Once in awhile I like to pull out a Christmas kid craft project for my brood that I know they will flip over but will take a bit of concentration on their part to finish. Not everything can be pure instant gratification! Inspired by the Elmer’s glitter glue window clings we made when I was a kid and a couple of cheap Dollar Store-type frames I had hanging around, I had the children make up what turned out to be some really excellent Christmas stained glass pieces.
They are so pretty sitting in our windows at home, and looked equally pretty when I stood them up with battery powered tea lights behind them. Holiday decor made by kids can look professional!
I’m branching out a bit here recently to video, and this craft project really lends itself to seeing someone make it for you.
Easy steps, it’ll just take a bit for the kids to complete. I would recommend this project for 8 years old and up. For those of you who like to see the photographic progress of a project like this, I’ve also listed out for you below.
- Elmer’s glitter glue in assorted colors
- 5×7 frame
- Elmer’s black paint pen or permanent marker
- Picture or graphic to trace
First, you’ll need to create a graphic to trace.

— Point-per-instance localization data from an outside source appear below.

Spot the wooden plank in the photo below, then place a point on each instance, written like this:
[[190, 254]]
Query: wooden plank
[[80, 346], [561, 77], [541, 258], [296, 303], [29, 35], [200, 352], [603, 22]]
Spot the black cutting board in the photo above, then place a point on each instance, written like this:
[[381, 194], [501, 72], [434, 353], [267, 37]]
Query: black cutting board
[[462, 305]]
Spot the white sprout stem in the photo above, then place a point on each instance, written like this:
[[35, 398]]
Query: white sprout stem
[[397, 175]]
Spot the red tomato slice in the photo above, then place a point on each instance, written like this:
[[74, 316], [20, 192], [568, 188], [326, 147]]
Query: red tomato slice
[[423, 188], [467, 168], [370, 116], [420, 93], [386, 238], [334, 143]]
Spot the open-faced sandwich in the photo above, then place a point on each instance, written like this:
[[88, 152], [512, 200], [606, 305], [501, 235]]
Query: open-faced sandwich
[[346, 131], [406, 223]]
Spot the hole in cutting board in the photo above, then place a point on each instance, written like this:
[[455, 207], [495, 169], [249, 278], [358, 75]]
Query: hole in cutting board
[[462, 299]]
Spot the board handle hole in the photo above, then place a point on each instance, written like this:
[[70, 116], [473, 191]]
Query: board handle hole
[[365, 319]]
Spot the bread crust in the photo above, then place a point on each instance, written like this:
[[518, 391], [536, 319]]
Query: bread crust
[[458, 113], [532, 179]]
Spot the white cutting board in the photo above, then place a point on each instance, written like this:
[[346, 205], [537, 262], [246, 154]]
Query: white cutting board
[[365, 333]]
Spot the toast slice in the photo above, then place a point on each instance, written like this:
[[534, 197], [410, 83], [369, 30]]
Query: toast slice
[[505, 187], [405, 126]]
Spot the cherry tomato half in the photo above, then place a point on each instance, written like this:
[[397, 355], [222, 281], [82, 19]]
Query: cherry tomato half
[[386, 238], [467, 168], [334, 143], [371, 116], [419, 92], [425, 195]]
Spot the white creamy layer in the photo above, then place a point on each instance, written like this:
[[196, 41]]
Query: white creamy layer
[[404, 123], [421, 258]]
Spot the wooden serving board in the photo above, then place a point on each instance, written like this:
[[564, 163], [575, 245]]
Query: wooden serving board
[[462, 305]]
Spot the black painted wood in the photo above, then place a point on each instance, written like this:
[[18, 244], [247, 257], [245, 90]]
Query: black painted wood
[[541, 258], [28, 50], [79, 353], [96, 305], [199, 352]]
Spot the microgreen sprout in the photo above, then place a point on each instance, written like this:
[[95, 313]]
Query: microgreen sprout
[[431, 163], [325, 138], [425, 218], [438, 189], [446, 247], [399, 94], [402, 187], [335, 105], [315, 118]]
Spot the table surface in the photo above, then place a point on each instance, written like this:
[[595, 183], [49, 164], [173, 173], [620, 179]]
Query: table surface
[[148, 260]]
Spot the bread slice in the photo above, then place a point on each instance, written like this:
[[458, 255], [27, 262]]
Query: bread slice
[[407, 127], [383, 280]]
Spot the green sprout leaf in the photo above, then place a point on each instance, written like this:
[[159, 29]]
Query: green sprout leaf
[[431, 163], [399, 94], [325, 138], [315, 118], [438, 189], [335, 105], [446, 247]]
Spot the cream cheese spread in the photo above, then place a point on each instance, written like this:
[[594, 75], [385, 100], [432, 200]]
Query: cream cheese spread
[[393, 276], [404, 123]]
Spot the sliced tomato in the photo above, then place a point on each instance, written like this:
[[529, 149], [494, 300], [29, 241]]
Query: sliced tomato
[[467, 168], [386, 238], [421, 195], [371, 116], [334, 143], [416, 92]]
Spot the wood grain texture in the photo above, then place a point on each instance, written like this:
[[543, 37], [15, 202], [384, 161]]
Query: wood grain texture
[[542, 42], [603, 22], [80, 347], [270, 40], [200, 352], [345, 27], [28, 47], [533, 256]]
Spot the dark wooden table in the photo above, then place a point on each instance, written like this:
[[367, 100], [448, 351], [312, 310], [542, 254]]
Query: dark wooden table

I made up two here you can download and use as a starting point, but the beauty of this project is that any line drawing can be used to create a pretty stained glass.
Once you have your line drawing, use a pen to draw angular lines all over the paper. These make up what is the stained glass leading for the template.
Take the glass out of your 5×7 frame and lay it over your template. Color in each of the shapes from the template with glitter glue on the glass until the entire glass is covered in glue.
Let dry completely! This may take over night.
Trace the lead lines from your template with a black paint pen or permanent marker. To make the picture in your stained glass stand out a little more, go over the major lines a second time to make them a bit thicker.
After the marker or paint pen is dry on your piece, remove the template from the back of the glass.
Place the glass back in the frame and put it somewhere where you can enjoy looking at all the hard work the kids did!